Frequently Asked Questions • poorman

What Is {poorman}?

{poorman} is a package that unapologetically attempts to recreate the {dplyr} API in a dependency free way using only {base} R. {poorman} is still under development and doesn’t have all of {dplyr}’s functionality but what I would consider the “core” functionality is included. The idea behind {poorman} is that a user should be able to take their {dplyr} based script and run it using {poorman} without any hiccups.

So What Does {poorman} Include?

A full list of exported functions can be seen on the package website here. As a brief overview, however, {poorman} includes what is considered as “core” functionality offered by {dplyr}:

select(), rename(), pull(), relocate(), mutate(), transmute(), arrange()
filter(), slice()
summarise() / summarize()
group_by(), ungroup()

{poorman} also includes the join functionality.

inner_join(), left_join(), right_join(), full_join()
anti_join(), semi_join()

Finally {poorman} includes its own version of the pipe so you do not need to load or install magrittr.

%>%

More functionality is being developed and will be added in time.

Why Develop {poorman}?

This is probably the most common question; why bother developing {poorman} when {dplyr} already exists? Well there are actually several reasons why I decided to develop it. The most important reason to me though is quite simply because I can. {poorman} started out as a personal challenge and a bit of fun. Also as a freelance R developer, it is good to build up my portfolio of open source code that I can show to potential clients.

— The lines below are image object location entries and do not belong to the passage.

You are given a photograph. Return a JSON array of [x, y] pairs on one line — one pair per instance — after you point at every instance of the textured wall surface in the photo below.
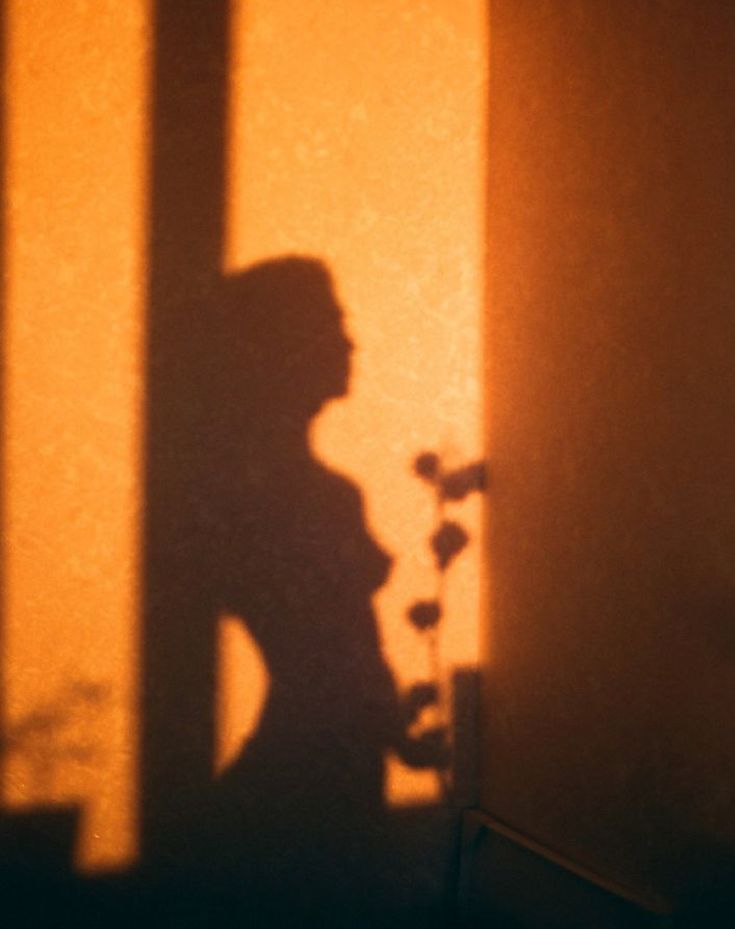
[[154, 152], [75, 288], [611, 337]]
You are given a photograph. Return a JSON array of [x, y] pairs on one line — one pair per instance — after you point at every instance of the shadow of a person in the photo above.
[[300, 812]]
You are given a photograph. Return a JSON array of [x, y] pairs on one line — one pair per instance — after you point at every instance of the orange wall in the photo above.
[[355, 133], [609, 660], [75, 157]]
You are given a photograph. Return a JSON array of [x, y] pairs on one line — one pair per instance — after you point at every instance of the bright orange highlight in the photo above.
[[77, 115], [357, 134]]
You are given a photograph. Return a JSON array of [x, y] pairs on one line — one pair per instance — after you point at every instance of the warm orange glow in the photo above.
[[357, 135], [243, 688], [76, 102]]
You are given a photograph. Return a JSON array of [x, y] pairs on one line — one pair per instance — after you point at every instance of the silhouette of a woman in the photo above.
[[294, 560]]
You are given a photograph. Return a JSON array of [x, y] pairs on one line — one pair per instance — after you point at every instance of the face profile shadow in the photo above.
[[298, 821]]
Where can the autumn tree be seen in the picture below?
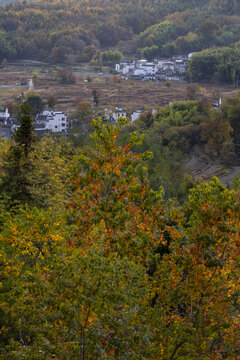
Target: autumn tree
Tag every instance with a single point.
(196, 303)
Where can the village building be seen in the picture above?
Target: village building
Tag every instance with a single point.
(53, 121)
(4, 116)
(114, 115)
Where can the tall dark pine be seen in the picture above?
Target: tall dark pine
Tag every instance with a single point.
(14, 181)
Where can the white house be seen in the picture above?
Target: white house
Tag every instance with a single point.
(135, 115)
(55, 121)
(114, 115)
(4, 115)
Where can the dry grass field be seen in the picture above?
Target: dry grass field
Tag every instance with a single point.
(130, 95)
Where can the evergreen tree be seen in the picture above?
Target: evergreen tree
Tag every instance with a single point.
(14, 183)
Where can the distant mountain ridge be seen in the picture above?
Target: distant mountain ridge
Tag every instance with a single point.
(80, 30)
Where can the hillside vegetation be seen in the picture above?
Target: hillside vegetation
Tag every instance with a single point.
(96, 265)
(79, 30)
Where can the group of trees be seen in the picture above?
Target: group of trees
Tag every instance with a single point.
(222, 64)
(80, 31)
(96, 265)
(173, 134)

Another reason for developing {poorman} is I wanted to challenge a common misconception that {base} R is not as powerful, or as good, or as useful as {dplyr}. Too often I see and hear comments belittling {base} R and as a user of the language for over 10 years now - well before the inception of {dplyr} - I find this idea very worrying. {poorman}’s package start up message is quite poignant in this regard.

I’d seen my father. He was a poor man, and I watched him do astonishing things. - Sidney Poitier

One aspect which should not be overlooked is the ability to teach {base}. Writing {poorman} gives me a platform to hopefully show useRs two key aspects of R programming in {base}; common data manipulation tasks; and non-standard evaluation. Going further, this is helped more by having simpler execution due to the avoidance of C++ code. Of course, R eventually dispatches to primitive or internal functionality but by excluding C++ in the {poorman} source, I make the source much easier to read for useRs who are not used to reading C++ or do not understand it. This in turn makes debugging and figuring out errors much easier too.

But Why Not Just Use {dplyr}?

Let’s be honest, the {tidyverse} is a fantastic set of packages which have transformed the face of data analysis in R, and {dplyr} is arguably one of the most important packages within the {tidyverse}. The API is, in my opinion, very easy to learn and use.

Being a part of the {tidyverse}, however, means that {dplyr} comes with a large number of dependencies that users must also install which is often seen as a disadvantage to using the {tidyverse}. Disadvantages of dependencies have been written about before and so I won’t go into detail here. However what I will say is that the user may not have a need for additional parts of the {tidyverse} and so may not wish to have to install multiple packages to use one or two functions.

Some of these dependencies are very useful of course, allowing expansion into other areas such as accessing Spark instances and databases using the same API the user already knows. This is great and if you are using these additional tools then I absolutely recommend that you choose {dplyr} over {poorman}. However if you don’t need the extra dependencies and functionality that comes with the wider {tidyverse} then maybe consider giving the lightweight {poorman} a go.

Finally a point on installation times, {poorman} takes roughly six seconds to install. If you’ve ever had to install or upgrade {dplyr} or the {tidyverse}, you’ll recognise that this is very fast.

Why The Name {poorman}?

As I have already mentioned, I have seen comments in the past pertaining to R’s worthlessness without the {tidyverse} and so the name {poorman} is a subtle play on the the idea that you must be a “poor man” if you use {base}. The irony of course is that I have managed to recreate - quite easily - the key parts of the {dplyr} API using only {base} R.

Why Not Use {data.table} For The Backend?

Because I wanted to build something that was completely dependency free and adding {data.table} as an Import adds a dependency.

But Doesn’t {poorman} Have Dependencies?

To answer this, we need to define what we mean by “dependency free”. {poorman} does have some dependencies but they are for development purposes only and are therefore listed in the Suggests part of the DESCRIPTION file. Thus when a user installs the package, these dependencies are only ever installed if they are explicitly requested. However, {poorman} doesn’t have any dependencies that users of the package need to install in order to use its functionality. I use these dependency packages to help me develop more easily. Therefore {poorman} isn’t a truly “dependency free” like data.table is, but it is dependency free for its intended users.

How Does {poorman} Compare In Terms Of Speed?

In all honesty, these things don’t interest me. If speed is a genuine concern for you, you should just consider {data.table}. Benchmarks comparing {dplyr} and {base} have been done plenty of times before and {poorman} will have a slight overhead on {base}.